She crossed her arms. "I had a personal emergency."

He tilted his head. "Ah. I see. And this emergency was… poolside? With alcohol? Or did it move to a bar around midnight with a man named Mason Hart?"

Her stomach dropped.

Her eyes flared. "You had me followed?"

"I had you checked. There's a difference. You're not just some heiress wandering in and out of this building anymore. You're part of my machine now. And I need to know which parts are loose."

"You don't get to spy on me like that—"

"I do," he interrupted, voice low and cutting, "when your mistakes start making me look sloppy."

Silence buzzed between them.

She hated the way his words pierced.

Worse, she hated that a part of her agreed with him.

He stepped closer.
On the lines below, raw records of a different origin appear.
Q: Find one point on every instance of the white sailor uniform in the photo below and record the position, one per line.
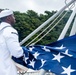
(9, 44)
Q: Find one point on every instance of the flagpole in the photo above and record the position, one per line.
(73, 30)
(45, 23)
(42, 72)
(67, 25)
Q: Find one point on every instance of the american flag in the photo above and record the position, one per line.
(58, 57)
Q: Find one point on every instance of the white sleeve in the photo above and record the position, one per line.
(12, 42)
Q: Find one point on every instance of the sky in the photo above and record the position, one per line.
(38, 6)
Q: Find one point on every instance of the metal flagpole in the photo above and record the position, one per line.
(45, 23)
(73, 30)
(67, 25)
(72, 16)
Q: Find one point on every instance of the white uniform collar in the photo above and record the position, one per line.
(4, 24)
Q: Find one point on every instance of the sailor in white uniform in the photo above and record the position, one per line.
(9, 44)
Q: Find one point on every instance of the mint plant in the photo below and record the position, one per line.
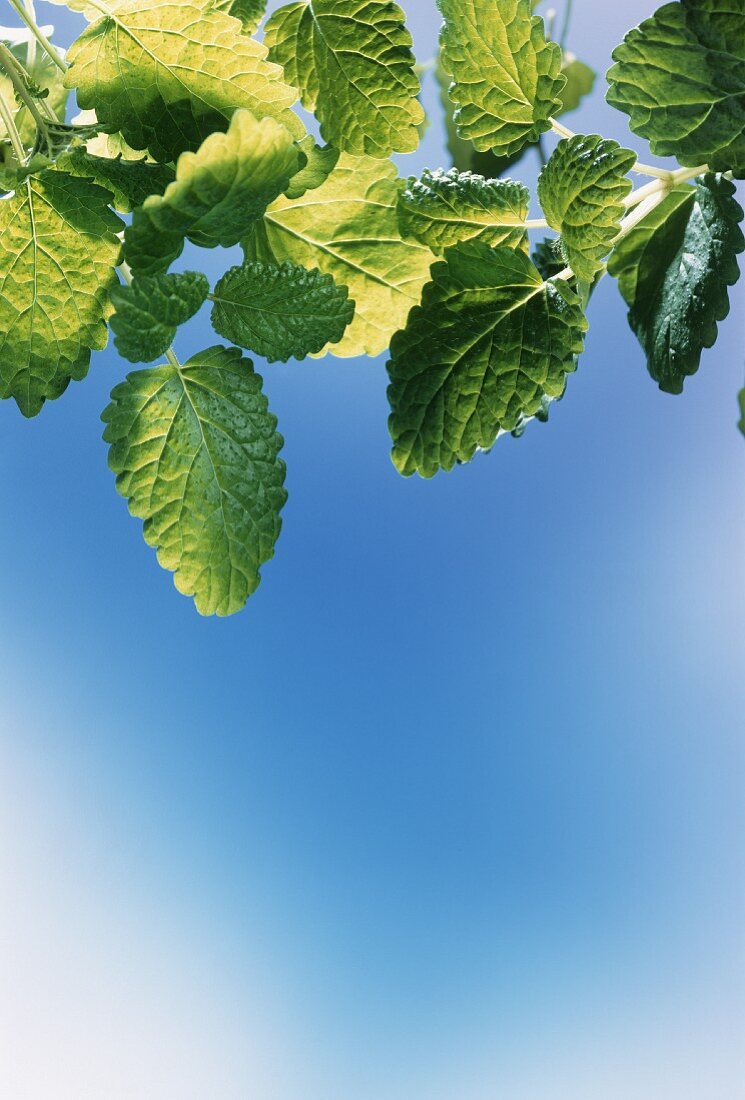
(186, 131)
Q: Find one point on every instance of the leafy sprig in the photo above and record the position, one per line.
(188, 128)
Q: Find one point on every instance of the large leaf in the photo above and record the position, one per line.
(150, 310)
(467, 157)
(196, 450)
(250, 12)
(491, 341)
(281, 311)
(348, 228)
(582, 190)
(675, 270)
(128, 182)
(58, 249)
(680, 77)
(218, 191)
(352, 63)
(506, 77)
(441, 209)
(166, 74)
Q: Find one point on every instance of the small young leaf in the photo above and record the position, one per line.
(58, 249)
(489, 343)
(196, 453)
(167, 73)
(675, 270)
(150, 310)
(441, 209)
(250, 12)
(281, 311)
(320, 162)
(128, 182)
(218, 191)
(348, 228)
(582, 190)
(680, 77)
(352, 63)
(506, 77)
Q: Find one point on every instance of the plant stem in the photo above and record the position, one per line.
(567, 23)
(8, 121)
(39, 35)
(18, 77)
(170, 354)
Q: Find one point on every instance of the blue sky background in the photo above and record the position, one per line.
(452, 811)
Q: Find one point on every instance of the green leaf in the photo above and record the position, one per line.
(489, 343)
(352, 63)
(674, 271)
(506, 76)
(128, 182)
(441, 209)
(320, 162)
(582, 190)
(580, 83)
(58, 249)
(166, 74)
(196, 450)
(281, 311)
(348, 228)
(250, 12)
(218, 191)
(680, 77)
(150, 310)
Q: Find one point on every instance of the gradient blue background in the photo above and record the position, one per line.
(453, 811)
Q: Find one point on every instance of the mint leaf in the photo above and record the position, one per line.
(506, 77)
(166, 75)
(582, 190)
(489, 343)
(680, 77)
(675, 270)
(348, 228)
(128, 182)
(218, 191)
(353, 66)
(467, 157)
(281, 311)
(196, 450)
(441, 209)
(250, 12)
(150, 310)
(58, 249)
(320, 162)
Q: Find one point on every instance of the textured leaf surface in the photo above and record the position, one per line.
(218, 191)
(349, 229)
(352, 63)
(167, 73)
(675, 271)
(444, 208)
(150, 310)
(680, 77)
(320, 162)
(196, 454)
(489, 343)
(281, 311)
(250, 12)
(128, 182)
(582, 190)
(506, 77)
(58, 249)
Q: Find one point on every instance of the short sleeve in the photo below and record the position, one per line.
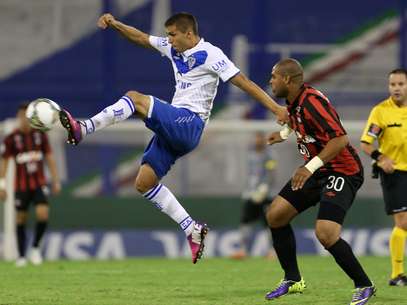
(6, 148)
(222, 66)
(374, 127)
(161, 44)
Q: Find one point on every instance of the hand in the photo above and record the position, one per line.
(3, 195)
(282, 115)
(56, 188)
(275, 137)
(386, 164)
(301, 175)
(105, 21)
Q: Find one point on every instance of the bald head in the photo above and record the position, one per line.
(291, 68)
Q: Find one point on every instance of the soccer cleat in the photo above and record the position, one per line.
(21, 262)
(35, 256)
(196, 240)
(362, 295)
(72, 126)
(400, 280)
(239, 255)
(286, 287)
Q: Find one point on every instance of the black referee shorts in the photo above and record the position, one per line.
(394, 188)
(37, 196)
(334, 191)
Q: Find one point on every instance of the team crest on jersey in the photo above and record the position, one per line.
(18, 141)
(374, 130)
(37, 138)
(191, 61)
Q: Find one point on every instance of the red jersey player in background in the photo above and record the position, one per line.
(331, 175)
(29, 148)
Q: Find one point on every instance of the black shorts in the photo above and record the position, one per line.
(394, 188)
(37, 196)
(252, 211)
(334, 191)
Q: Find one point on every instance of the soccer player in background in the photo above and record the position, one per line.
(387, 124)
(178, 126)
(257, 195)
(331, 176)
(29, 148)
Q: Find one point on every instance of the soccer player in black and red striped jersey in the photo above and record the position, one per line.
(331, 175)
(29, 148)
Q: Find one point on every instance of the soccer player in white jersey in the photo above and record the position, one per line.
(178, 126)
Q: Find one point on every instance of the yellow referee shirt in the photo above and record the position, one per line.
(387, 124)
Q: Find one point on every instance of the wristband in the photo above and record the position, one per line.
(2, 184)
(314, 164)
(375, 154)
(285, 132)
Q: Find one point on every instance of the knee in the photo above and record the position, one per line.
(135, 96)
(141, 185)
(326, 237)
(274, 221)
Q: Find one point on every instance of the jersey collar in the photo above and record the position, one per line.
(191, 51)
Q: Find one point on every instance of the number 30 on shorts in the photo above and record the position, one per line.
(335, 183)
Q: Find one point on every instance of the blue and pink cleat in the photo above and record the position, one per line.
(72, 126)
(362, 295)
(286, 287)
(196, 240)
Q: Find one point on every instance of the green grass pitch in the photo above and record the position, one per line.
(159, 281)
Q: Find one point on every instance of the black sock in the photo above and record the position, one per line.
(345, 258)
(40, 228)
(285, 247)
(21, 239)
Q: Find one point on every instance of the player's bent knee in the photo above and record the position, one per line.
(326, 237)
(141, 185)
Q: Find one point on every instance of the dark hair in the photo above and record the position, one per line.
(22, 106)
(399, 71)
(183, 21)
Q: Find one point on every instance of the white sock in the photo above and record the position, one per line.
(165, 201)
(112, 114)
(245, 231)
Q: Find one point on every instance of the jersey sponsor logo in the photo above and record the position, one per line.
(303, 150)
(220, 66)
(395, 125)
(184, 85)
(118, 112)
(30, 156)
(195, 60)
(306, 138)
(163, 42)
(374, 130)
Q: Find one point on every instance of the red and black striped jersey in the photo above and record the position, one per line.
(28, 150)
(315, 122)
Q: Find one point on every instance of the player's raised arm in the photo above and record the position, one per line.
(242, 82)
(131, 33)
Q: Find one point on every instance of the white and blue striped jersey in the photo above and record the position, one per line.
(197, 72)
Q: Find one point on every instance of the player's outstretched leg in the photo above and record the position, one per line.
(128, 104)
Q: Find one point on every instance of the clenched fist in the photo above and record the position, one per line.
(275, 137)
(105, 21)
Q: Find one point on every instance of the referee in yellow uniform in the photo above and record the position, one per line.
(387, 124)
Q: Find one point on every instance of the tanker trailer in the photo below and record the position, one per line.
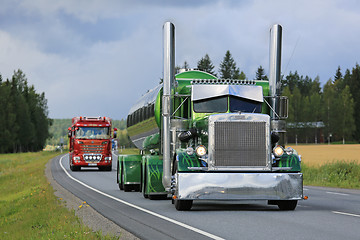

Not quite invading her space, but close enough to make her feel cornered. She lifted her chin.

"You think I'm going to be scared into submission?" she asked, voice quieter now, but not weak. "That I'll roll over and beg for your approval?"

"No," he said, eyes fixed on her like lasers. "I think you're smarter than that. Or at least, you were. Before you decided to play games with men who have no power anymore."

Her lip curled. "You don't know anything about me."

"Not yet," he said. "But I will. Because here's the thing, Arielle—if I'm going to have to fix you, I'll need to understand every part of what broke you."

The silence that followed was thick with unspoken emotion.

And then, just as abruptly, he turned and walked back to his desk.

"Now sit down," he said without looking at her. "We're restructuring your role. Effective immediately."

She blinked. "What?"

"You'll shadow me—exclusively. No more floating between departments. No more arriving when you feel like it. You are to be with me from the moment I walk in, until I leave."

She stared at him. "That's not a job. That's a leash."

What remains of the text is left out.